En face de moi vint s’asseoir
Un convive vêtu de noir,
Qui me ressemblait comme un frère.

Il secouait sous son manteau
Un haillon de pourpre en lambeau,
Sur sa tête un myrte stérile.
Son bras maigre cherchait le mien,
Et mon verre, en touchant le sien,
Se brisa dans ma main débile.

Un an après, il était nuit ;
J’étais à genoux près du lit
Où venait de mourir mon père.
Au chevet du lit vint s’asseoir
Un orphelin vêtu de noir,
Qui me ressemblait comme un frère.

Ses yeux étaient noyés de pleurs ;
Comme les anges de douleurs,
Il était couronné d’épine ;
Son luth à terre était gisant,
Sa pourpre de couleur de sang,
Et son glaive dans sa poitrine.

Partout où j'ai voulu dormir, 
Partout où j'ai voulu mourir, 
Partout où j'ai touché la terre, 
Sur ma route est venu s'asseoir 
Un malheureux vêtu de noir, 
Qui me ressemblait comme un frère.

Qui donc es-tu, qui donc es-tu, mon frère, 
Qui n'apparais qu'au jour des pleurs ?

LA VISION 
- Ami, notre père est le tien. 
Je ne suis ni l'ange gardien, 
Ni le mauvais destin des hommes. 
Ceux que j'aime, je ne sais pas 
De quel côté s'en vont leurs pas 
Sur ce peu de fange où nous sommes.

Je ne suis ni dieu ni démon, 
Et tu m'as nommé par mon nom 
Quand tu m'as appelé ton frère; 
Où tu vas, j'y serai toujours, 
Jusques au dernier de tes jours, 
Où j'irai m'asseoir sur ta pierre.

Le ciel m'a confié ton cœur. 
Quand tu seras dans la douleur, 
Viens à moi sans inquiétude. 
Je te suivrai sur le chemin; 
Mais je ne puis toucher ta main, 
Ami, je suis la Solitude.

Colloque sentimental, Verlaine

Dans le vieux parc solitaire et glacé
Deux formes ont tout à l'heure passé.

Leurs yeux sont morts et leurs lèvres sont molles,
Et l'on entend à peine leurs paroles.

Dans le vieux parc solitaire et glacé
Deux spectres ont évoqué le passé.

- Te souvient-il de notre extase ancienne?
- Pourquoi voulez-vous donc qu'il m'en souvienne?
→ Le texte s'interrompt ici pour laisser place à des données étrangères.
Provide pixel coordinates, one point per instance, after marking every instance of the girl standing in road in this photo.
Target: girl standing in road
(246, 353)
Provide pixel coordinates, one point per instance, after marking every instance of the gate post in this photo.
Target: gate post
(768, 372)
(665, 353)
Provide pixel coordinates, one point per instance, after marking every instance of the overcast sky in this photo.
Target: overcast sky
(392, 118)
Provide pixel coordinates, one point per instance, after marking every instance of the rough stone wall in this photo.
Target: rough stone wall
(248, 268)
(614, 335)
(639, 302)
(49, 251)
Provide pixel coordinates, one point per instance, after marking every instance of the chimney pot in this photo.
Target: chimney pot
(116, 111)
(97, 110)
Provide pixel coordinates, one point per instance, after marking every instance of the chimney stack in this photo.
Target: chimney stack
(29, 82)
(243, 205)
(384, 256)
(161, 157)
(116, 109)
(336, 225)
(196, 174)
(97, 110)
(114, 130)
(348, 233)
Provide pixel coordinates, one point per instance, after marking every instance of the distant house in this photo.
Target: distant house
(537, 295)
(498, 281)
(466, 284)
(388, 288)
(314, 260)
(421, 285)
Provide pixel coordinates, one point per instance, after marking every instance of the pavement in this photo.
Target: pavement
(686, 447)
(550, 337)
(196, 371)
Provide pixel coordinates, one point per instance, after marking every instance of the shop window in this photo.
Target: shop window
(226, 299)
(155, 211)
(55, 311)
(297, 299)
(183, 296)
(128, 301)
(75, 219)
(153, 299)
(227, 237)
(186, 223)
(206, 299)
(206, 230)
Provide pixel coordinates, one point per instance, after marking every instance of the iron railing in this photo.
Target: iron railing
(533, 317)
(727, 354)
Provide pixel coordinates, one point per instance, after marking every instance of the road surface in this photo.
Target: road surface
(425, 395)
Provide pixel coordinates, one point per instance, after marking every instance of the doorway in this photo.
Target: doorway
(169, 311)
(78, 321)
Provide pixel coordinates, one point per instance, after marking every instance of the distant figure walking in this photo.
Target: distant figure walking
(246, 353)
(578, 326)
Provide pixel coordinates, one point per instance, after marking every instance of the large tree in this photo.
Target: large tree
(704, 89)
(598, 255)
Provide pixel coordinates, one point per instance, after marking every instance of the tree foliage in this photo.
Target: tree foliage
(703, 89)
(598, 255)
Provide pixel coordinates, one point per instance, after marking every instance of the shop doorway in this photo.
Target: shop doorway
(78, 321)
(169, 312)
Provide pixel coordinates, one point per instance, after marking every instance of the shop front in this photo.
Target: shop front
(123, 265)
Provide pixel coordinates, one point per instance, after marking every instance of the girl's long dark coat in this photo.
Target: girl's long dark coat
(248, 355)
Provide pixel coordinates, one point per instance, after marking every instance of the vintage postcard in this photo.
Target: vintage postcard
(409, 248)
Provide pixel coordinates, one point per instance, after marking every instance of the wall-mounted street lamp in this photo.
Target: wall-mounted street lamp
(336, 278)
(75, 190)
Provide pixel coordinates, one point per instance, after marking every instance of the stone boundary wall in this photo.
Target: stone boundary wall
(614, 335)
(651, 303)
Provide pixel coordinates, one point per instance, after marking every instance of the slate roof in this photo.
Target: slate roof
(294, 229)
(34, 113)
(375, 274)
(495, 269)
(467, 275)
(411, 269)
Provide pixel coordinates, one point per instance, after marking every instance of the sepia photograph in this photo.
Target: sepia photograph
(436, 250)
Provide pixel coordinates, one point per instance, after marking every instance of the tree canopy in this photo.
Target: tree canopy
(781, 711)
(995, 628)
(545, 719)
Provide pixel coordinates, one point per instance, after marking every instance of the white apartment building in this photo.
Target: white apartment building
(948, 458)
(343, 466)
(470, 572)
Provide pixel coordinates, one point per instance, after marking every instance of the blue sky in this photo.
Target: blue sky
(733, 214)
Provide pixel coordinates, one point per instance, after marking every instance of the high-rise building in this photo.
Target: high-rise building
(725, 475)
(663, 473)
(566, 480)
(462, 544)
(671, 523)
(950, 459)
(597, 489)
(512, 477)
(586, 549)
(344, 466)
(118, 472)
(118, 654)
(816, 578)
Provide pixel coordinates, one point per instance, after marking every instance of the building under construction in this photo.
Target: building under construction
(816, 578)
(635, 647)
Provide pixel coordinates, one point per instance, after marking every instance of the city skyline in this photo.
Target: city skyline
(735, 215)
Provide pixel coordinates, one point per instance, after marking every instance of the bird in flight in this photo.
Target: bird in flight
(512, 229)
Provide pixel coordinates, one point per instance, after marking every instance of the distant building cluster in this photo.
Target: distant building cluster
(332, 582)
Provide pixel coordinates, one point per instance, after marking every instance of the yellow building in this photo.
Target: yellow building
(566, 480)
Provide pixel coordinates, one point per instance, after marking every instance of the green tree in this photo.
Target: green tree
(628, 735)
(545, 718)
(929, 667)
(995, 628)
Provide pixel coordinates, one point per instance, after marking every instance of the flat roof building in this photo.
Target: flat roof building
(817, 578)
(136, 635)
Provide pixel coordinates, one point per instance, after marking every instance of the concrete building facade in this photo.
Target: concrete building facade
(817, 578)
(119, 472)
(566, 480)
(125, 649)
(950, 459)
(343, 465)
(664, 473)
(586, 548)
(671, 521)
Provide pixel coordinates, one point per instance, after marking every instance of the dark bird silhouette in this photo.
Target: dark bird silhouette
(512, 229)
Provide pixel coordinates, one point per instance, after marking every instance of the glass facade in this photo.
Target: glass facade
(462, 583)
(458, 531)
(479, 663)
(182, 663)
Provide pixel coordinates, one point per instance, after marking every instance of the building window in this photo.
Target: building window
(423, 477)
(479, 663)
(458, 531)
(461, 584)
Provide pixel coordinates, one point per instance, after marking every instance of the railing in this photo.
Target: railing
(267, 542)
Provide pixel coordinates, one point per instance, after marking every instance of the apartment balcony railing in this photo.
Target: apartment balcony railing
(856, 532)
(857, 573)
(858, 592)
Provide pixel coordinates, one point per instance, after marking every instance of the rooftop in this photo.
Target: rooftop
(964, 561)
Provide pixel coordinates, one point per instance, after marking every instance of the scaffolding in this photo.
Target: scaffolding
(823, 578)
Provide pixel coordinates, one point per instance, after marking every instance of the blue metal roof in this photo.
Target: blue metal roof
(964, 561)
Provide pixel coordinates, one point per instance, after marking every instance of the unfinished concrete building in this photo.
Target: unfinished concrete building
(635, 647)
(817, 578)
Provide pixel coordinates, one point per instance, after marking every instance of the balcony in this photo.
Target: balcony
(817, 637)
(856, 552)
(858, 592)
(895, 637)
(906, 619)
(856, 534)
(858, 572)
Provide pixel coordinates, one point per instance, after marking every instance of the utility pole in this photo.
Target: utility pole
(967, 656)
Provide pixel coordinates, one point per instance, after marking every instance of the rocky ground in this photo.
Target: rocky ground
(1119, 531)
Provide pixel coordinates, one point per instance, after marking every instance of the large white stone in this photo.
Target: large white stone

- Ton coeur bat-il toujours à mon seul nom?
Toujours vois-tu mon âme en rêve? - Non.

Ah ! les beaux jours de bonheur indicible
Où nous joignions nos bouches ! - C'est possible.

- Qu'il était bleu, le ciel, et grand, l'espoir !
- L'espoir a fui, vaincu, vers le ciel noir.

Tels ils marchaient dans les avoines folles,
Et la nuit seule entendit leurs paroles.

A une passante, Baudelaire

La rue assourdissante autour de moi hurlait.
Longue, mince, en grand deuil, douleur majestueuse,
Une femme passa, d'une main fastueuse
Soulevant, balançant le feston et l'ourlet ;

Agile et noble, avec sa jambe de statue.
Moi, je buvais, crispé comme un extravagant,
Dans son oeil, ciel livide où germe l'ouragan,
La douceur qui fascine et le plaisir qui tue.

Un éclair... puis la nuit ! - Fugitive beauté
Dont le regard m'a fait soudainement renaître,
Ne te verrai-je plus que dans l'éternité ?

Ailleurs, bien loin d'ici ! trop tard ! jamais peut-être !
Car j'ignore où tu fuis, tu ne sais où je vais,
Ô toi que j'eusse aimée, ô toi qui le savais !

Les espaces du sommeil, Desnos

Dans la nuit il y a naturellement les sept merveilles du monde

   et la grandeur et le tragique et le charme.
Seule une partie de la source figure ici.